Como isso afeta aos artistas, em especial os independentes? Acho que é um tanto fácil de perceber, que mesmo que você não se utilize dessas ferramentas de geração sintética de textos, imagens, música, etc, você também será afetado por isso. Não só pela concorrência desleal que vai roubar e precarizar ainda mais os empregos no setor, mas por que o público vai passar a ter outra exigência em relação ao tempo de produção. Sempre vão existir os que querem algo mais denso para deglutir, mas a maioria das pessoas vai ser ainda mais acostumada a uma papinha cada vez mais processada.
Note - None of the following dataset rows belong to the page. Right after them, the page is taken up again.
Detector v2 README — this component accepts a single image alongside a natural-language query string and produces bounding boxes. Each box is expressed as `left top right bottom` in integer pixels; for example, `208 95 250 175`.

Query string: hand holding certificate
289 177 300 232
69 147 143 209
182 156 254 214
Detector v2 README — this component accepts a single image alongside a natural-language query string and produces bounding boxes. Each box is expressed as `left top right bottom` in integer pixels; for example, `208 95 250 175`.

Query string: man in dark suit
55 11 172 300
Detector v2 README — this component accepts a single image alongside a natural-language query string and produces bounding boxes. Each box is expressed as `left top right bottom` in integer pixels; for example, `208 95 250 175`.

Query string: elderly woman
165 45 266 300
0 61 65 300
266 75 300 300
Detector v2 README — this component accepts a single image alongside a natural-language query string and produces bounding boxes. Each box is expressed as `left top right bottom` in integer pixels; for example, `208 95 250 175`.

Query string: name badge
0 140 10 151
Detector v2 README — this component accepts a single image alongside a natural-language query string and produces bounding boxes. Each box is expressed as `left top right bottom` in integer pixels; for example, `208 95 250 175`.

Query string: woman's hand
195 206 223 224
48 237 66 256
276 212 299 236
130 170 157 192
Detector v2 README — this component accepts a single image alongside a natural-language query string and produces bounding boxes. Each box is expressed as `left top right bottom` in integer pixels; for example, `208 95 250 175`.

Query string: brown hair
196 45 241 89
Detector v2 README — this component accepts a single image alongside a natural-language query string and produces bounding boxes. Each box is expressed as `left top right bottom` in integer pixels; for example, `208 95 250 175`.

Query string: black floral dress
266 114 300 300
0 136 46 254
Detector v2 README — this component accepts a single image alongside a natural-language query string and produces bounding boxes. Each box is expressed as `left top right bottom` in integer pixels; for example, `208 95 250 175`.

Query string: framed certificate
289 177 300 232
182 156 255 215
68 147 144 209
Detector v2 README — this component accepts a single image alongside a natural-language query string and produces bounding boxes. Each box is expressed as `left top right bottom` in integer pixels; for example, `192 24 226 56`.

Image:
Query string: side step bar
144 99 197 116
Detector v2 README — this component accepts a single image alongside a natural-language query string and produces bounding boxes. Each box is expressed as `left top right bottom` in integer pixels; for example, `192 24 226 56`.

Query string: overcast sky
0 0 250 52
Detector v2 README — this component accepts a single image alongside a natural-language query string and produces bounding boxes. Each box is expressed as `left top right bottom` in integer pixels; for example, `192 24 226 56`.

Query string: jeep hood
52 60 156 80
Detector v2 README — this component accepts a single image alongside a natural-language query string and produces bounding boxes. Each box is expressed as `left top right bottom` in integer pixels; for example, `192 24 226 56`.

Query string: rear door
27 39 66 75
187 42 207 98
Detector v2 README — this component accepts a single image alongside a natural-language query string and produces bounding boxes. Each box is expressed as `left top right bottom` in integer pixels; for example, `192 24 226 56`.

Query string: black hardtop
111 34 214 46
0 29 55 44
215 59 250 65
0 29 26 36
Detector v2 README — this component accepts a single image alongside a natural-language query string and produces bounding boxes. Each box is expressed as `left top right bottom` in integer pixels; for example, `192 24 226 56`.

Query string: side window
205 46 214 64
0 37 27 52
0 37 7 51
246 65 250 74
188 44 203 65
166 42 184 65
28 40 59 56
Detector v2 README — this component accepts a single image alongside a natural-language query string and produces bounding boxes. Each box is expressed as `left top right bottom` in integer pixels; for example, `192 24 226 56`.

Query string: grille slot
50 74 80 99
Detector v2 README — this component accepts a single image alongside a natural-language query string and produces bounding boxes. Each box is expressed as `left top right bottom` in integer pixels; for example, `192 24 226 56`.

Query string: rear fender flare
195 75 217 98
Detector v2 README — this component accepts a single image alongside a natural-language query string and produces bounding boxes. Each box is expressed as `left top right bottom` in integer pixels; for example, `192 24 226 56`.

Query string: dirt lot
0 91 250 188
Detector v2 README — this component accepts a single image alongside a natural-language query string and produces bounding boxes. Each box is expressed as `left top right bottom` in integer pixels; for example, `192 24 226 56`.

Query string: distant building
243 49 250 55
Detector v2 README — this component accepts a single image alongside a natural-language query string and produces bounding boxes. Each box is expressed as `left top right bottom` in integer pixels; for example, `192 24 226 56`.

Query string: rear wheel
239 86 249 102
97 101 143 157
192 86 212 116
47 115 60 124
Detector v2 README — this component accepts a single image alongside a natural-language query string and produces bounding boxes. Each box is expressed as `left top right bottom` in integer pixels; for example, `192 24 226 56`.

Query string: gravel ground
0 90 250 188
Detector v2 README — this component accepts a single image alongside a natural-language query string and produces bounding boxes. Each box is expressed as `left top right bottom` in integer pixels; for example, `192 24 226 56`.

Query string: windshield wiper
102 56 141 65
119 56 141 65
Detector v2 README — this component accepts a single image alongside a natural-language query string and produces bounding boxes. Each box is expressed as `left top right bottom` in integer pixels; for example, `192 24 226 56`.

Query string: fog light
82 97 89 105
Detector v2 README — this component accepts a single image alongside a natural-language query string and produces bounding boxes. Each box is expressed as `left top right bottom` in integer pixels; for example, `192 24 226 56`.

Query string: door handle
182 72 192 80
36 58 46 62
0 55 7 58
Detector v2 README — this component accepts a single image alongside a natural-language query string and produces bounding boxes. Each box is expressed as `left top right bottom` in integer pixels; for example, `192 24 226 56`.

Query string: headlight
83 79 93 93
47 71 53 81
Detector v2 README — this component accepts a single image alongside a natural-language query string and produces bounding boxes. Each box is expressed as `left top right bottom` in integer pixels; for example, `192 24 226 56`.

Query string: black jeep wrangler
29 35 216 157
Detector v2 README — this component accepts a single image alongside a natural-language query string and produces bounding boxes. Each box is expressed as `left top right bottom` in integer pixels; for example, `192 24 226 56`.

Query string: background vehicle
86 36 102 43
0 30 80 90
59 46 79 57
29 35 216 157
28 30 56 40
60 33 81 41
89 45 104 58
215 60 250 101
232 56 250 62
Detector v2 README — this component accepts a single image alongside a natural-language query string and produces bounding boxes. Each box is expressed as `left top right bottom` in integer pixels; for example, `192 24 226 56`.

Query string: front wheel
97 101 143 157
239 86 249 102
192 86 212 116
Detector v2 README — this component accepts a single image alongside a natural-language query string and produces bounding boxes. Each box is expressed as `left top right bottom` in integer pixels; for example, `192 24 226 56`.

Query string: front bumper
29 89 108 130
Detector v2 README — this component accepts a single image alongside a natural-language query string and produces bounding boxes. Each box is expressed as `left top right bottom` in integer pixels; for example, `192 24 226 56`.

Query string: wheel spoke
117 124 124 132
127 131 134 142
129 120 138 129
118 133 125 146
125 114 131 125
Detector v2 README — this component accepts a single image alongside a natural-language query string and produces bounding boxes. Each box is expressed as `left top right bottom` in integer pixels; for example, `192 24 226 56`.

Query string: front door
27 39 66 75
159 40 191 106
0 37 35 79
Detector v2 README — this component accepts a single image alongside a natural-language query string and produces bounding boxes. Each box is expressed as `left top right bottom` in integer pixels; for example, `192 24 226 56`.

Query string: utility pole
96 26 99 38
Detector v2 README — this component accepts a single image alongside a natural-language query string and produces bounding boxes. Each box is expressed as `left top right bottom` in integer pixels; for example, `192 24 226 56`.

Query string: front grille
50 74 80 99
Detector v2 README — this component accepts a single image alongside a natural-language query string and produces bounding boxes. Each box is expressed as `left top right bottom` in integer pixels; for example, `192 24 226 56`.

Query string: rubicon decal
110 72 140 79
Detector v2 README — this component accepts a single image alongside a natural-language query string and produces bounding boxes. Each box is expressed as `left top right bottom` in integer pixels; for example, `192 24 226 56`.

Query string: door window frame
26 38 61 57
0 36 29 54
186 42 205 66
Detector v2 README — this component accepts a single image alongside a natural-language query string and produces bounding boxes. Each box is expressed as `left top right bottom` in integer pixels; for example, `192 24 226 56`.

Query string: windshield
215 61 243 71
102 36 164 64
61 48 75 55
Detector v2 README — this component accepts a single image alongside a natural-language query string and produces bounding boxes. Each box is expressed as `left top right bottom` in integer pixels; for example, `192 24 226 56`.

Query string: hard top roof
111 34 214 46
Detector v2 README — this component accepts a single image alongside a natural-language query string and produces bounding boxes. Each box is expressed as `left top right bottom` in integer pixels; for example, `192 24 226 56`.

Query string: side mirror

Hoje, em uma cultura atomizada, ao mesmo tempo que homogeneizada pelos algoritmos, já é difícil par qualquer produtor independente encontrar seu público. Mas a deformação de um público cada vez mais condicionado à recompensa imediata vai tornar essa tarefa ainda mais difícil. Não é de hoje que o processo importa mais para o próprio artista, ou para seus pares ou entusiastas, enquanto para a maior parte do público importa mais o resultado final. Mas a coisa deve alcançar um outro nível de separação entre o processo e o resultado, até por que os processos internos que a IA utiliza são completamente obscuros para quem dá o input de prompt.

A sensibilidade social e estética das pessoas vai se moldar a essa nova realidade, tornando-as ainda mais imediatistas, exigindo dos criadores uma velocidade literalmente inumana. Estaremos todos desejosos de um gozo rápido, imediato, e por tanto incompleto e mixuruca de uma punheta mal batida. Um gozo de um segundo para quem cria uma imagem escrevendo um prompt em uma IA, e um gozo de centésimos de segundos para quem consome o tal “conteúdo”.




Êxtase da Beata Ludovica Albertoni, de Gian Lorenzo Bernini ( 1598- 1680), Escultor italiano.